Résumé hebdomadaire

7 Février 2009

Procès de Lubanga, Semaine 2 : Témoignage du père d’un enfant soldat

Par Rachel Irwin

Un témoin du procès de l’inculpé Thomas Lubanga, chef de milice congolais, a déclaré cette semaine que son fils de 11 ans avait été contraint de rejoindre la milice de Lubanga et qu’il avait appris à manier des armes lourdes.

« Comment est-il possible qu’un enfant de 11 ans porte une arme [de quatre kilos] ? », a demandé le père du garçon aux procureurs de la Cour pénale internationale (CPI) à La Haye ?

Il a précisé que son fils avait été enlevé par des soldats alors qu’il rentrait de l’école.

Le témoignage de cet homme fait suite à celui de son fils qui est brusquement revenu sur ses déclarations la semaine dernière en cours d’interrogatoire, en laissant entendre qu’on lui avait indiqué les propos à tenir.

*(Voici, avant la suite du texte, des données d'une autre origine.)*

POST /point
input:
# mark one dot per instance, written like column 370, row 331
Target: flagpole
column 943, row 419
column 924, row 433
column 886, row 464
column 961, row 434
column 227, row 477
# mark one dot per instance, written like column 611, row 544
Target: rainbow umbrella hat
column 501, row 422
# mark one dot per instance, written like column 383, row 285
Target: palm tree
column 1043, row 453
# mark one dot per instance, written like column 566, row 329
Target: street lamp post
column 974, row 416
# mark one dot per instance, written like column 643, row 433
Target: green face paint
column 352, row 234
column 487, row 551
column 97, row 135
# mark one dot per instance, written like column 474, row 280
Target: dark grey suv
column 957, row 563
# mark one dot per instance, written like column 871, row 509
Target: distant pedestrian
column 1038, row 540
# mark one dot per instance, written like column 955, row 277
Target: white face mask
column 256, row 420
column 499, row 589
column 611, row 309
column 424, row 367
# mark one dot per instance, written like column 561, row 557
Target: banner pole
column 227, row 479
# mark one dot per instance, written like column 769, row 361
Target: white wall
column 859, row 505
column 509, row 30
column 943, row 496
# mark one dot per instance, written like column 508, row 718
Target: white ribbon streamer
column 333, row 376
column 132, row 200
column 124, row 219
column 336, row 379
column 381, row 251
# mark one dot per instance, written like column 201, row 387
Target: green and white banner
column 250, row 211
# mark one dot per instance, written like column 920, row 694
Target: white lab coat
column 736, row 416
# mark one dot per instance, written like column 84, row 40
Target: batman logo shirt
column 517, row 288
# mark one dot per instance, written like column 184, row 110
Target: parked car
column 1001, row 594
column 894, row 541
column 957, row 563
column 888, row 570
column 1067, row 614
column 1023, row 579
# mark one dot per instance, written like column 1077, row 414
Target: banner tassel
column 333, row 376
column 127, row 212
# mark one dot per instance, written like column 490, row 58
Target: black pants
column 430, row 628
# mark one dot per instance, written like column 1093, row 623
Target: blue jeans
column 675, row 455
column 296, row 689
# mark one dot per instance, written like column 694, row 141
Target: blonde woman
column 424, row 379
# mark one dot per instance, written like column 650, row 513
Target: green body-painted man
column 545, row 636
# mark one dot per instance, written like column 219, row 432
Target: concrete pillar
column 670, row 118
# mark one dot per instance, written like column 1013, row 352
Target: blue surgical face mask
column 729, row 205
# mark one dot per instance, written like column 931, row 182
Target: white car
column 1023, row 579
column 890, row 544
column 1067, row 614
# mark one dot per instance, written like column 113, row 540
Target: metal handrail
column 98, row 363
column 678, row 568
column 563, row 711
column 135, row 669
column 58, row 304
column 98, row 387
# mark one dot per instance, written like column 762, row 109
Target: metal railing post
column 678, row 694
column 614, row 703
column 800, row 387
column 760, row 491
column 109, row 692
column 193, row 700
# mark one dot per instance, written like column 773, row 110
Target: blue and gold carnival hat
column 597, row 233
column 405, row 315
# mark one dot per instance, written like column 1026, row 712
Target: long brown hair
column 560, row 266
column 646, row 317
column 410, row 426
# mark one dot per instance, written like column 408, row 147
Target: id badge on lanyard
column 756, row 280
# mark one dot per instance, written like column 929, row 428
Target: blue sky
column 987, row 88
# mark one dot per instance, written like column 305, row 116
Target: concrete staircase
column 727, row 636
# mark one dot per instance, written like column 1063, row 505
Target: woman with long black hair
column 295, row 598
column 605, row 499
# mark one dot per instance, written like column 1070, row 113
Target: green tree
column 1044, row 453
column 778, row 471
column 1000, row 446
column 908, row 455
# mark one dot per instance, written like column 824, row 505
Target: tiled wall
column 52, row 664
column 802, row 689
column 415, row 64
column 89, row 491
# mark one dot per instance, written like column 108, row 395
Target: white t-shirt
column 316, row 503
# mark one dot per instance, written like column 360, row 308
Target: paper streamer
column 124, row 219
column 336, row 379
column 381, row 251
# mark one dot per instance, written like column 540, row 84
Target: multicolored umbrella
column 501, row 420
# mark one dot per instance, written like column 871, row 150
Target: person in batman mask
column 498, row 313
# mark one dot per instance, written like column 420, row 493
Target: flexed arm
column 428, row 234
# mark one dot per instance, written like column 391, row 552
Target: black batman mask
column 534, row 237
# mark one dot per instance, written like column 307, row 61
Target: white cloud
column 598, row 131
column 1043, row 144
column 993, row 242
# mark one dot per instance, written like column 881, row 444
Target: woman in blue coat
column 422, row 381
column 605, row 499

Le jeune homme était le principal témoin des procureurs de la CPI et son revirement a compromis le travail de l’accusation qui tente de prouver que Lubanga est responsable de la conscription et de l’utilisation d’enfants soldats dans la milice de son parti politique, l’Union des patriotes congolais (UPC).

Aux termes du droit international, les enfants soldats sont des combattants de moins de 15 ans. Lubanga est accusé de s’en être servi dans les conflits ethniques qui ont fait rage en 2002 et 2003 en Ituri (région de la République démocratique du Congo).

Le jeune homme a dû quitter la barre des témoins dans l’attente d’une enquête complémentaire.

Après ces débuts chaotiques, un autre témoin anonyme a déclaré aux procureurs que des jeunes filles ont également été kidnappées et contraintes par les commandants d’offrir des « services sexuels » dans les camps d’entraînement.

« J’entendais les cris des filles de mes propres oreilles », a indiqué le témoin, un soldat de la milice de Lubanga. « Il y avait une rangée de baraques pour les commandants [dans le camp d’entraînement] et on entendait les filles crier « non, je ne veux pas ».

Il a par ailleurs précisé que les filles servaient aussi d’aides domestiques et de gardes du corps pour les commandants, en révélant à la cour qu’il avait contribué à l’entraînement d’enfants soldats et qu’il les avait vus tirer au combat.

Le père de l’enfant soldat a déclaré mercredi à la cour qu’il avait également été soldat dans la milice de Lubanga et garde du corps personnel de l’accusé dans la ville de Bunia.

Il a indiqué n’avoir appris le kidnapping de son fils dans leur village fin 2002 que par la suite.

« Ce que je voulais faire avant tout, c’était tout quitter et voir mon fils ». « [Mais] j’étais le garde du corps de mon chef [Lubanga]. Comment aurais-je pu quitter mon chef pour voir mon enfant? C’était impossible ».

Le témoin a toutefois précisé qu’il avait quitté Bunia aux alentours de février 2003. C’est à cette époque qu’il a appris que son fils se trouvait dans un camp d’entraînement à Bule, ville de l’Ituri.

L’homme a vu son fils sur un marché voisin. Il était de sortie avec son capitaine et d’autres soldats.

« Quand il m’a vu, il s’est souvenu que chez lui, il était libre ».

Le témoin a fait savoir que son fils n’avait pas parlé de son entraînement militaire, mais qu’il avait accepté de rentrer avec lui à Bunia.

« Mon fils a repris ses études, mais il a été reconnu par d’autres soldats de la milice alors qu’il rendait visite à un proche et ils l’ont considéré comme un déserteur ».

« [Mon fils] est tombé dans une embuscade », a-t-il poursuivi. « Les soldats de l’UPC l’ont arrêté et battu. Il en porte encore une cicatrice sur son mollet ».

Le père a précisé à la Cour qu’il avait monnayé le retour de son fils.

Luc Walleyn, représentant des victimes de la CPI, a demandé au témoin quelles étaient les « conséquences » pour son fils d’avoir été enfant soldat.

Le père a déclaré que son garçon avait abandonné ses études et qu’il était plus entêté qu’avant. « C’est simple, c’est mon premier fils. Tous mes espoirs reposaient sur lui ».

« Je ne m’entends plus très bien avec mon fils », a signalé le père.

Lorsque Marc Desalliers, l’un des avocats de la défense de Lubanga, a essayé d’obtenir des détails en demandant au témoin de relater son premier contact avec des enquêteurs de la CPI, celui-ci a semblé confus, accusant Desalliers de le « tourmenter », sans répondre à la question.